Em planta, a enfermaria apresenta a mesma forma de organização do quartel, desenvolvendo-se em torno de um pátio central, se bem que utilizando apenas três de seus lados, deixando cega a parede que faz divisa com o quartel. Sua organização interna é feita por setores, estando a parte fronteira ocupada pela administração - sala de entrada, arrecadação e farmácia –, a lateral pelas enfermarias – enfermaria de oficiais, de soldados e de inferiores – e a posterior pelos serviços gerais – aposentos de enfermeiros e de serventes, cozinha, depósitos e latrina.
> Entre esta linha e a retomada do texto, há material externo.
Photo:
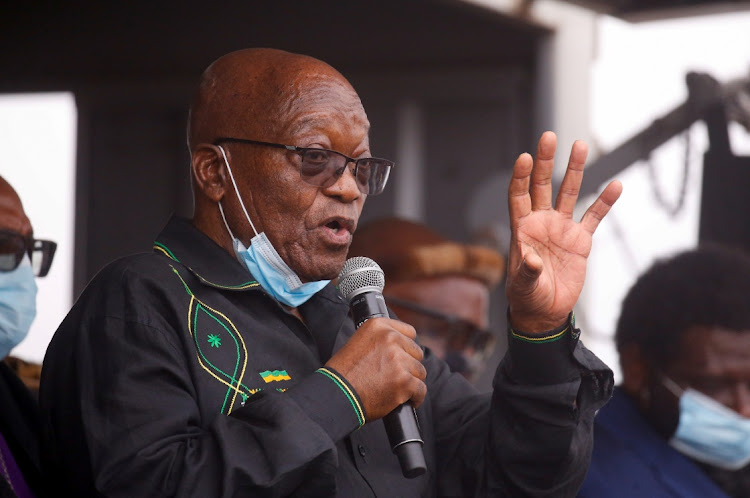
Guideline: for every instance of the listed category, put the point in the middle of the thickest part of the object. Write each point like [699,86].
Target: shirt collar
[209,262]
No centro um pátio com praticamente a metade das dimensões do pátio do quartel e neste, um poço, também com dimensões inferiores ao daquele.
Em 1873, Oliveira Lobo ainda se manifestava através de relatórios e ofícios contra a morosidade do governo em resolver as questões de liberação de verbas para as obras militares.
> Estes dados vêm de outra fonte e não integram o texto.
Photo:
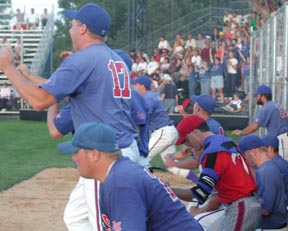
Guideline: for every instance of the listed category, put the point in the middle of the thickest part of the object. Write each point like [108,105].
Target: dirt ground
[37,204]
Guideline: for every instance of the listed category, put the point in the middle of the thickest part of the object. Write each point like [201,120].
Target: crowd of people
[28,21]
[116,189]
[216,63]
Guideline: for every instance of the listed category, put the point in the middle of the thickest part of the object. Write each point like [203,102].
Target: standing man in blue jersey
[271,116]
[131,198]
[163,132]
[271,187]
[98,85]
[272,143]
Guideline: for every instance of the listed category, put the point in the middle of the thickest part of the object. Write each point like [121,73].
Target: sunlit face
[82,159]
[75,31]
[194,142]
[249,156]
[258,98]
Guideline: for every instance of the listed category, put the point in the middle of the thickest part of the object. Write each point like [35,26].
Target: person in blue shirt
[272,116]
[131,198]
[271,187]
[272,147]
[217,80]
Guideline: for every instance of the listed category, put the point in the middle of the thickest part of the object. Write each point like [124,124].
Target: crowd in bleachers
[31,20]
[208,63]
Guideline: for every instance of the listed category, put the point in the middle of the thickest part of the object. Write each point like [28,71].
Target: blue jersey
[246,69]
[192,76]
[63,120]
[157,114]
[217,69]
[140,116]
[97,82]
[203,73]
[273,117]
[215,127]
[271,193]
[283,167]
[245,49]
[131,198]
A fachada principal, em dois pavimentos, apresenta frontão triangular associado a platibanda, com o brasão do império no centro e aberturas em perfeito equilíbrio, tanto na horizontal quanto na vertical, como bem caracterizavam as edificações neoclássicas à época. Já a fachada lateral, voltada para o beco, não apresenta nada que a identifique com sua época, a não ser o volume do segundo pavimento. No restante é um edifício tradicional com cobertura simples e pequenas janelas, altas, aparentemente gradeadas.
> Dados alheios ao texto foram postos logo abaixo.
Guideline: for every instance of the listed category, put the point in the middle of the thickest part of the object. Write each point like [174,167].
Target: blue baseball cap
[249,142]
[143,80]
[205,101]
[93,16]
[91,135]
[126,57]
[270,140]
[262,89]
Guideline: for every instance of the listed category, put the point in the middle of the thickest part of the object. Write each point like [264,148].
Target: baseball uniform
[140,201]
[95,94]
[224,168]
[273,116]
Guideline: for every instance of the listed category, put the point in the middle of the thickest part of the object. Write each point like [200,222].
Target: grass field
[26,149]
o Quartel com a proposta de ampliação
O quartel apresenta a mesma conformação referenciada no projeto de 1862 acrescido apenas da parte correspondente à residência demolida do lado oposto ao que é ocupado pela enfermaria, que, ou ficou apenas no projeto, ou foi novamente demolida para em seu lugar reedificar residência, que é a forma como se encontra hoje o conjunto.
É possível, inclusive, se perceber hoje, na planta do quartel, sem uso, o espaço que deveria servir de corredor de ligação entre o edifício e a ampliação proposta.
Em 1882, o engenheiro Joaquim Rodrigues de Moraes Jardim, que substituiu Oliveira Lobo na direção das obras militares em Goiás, na tentativa de resolver os problemas de espaço físico para as atividades militares na Província, propõe utilizar os alicerces da enfermaria para ampliação do quartel.
Para tanto, Moraes Jardim organiza e refaz os desenhos do projeto elaborado por Ernesto Vallée e modificado por Oliveira Lobo – basta observar a descrição das modificações feitas no relatório deste último –, o que vem justificar o fato de o projeto da enfermaria apresentar tanto a data de 1883, quanto o nome de Moraes Jardim como organizador. Também a pobreza estética do primeiro – enfermaria redesenhada com data de 1883 – em relação ao segundo – quartel datado de 1874 – explicado no relatório de Oliveira Lobo como decorrente da necessidade de redução de custos da obra.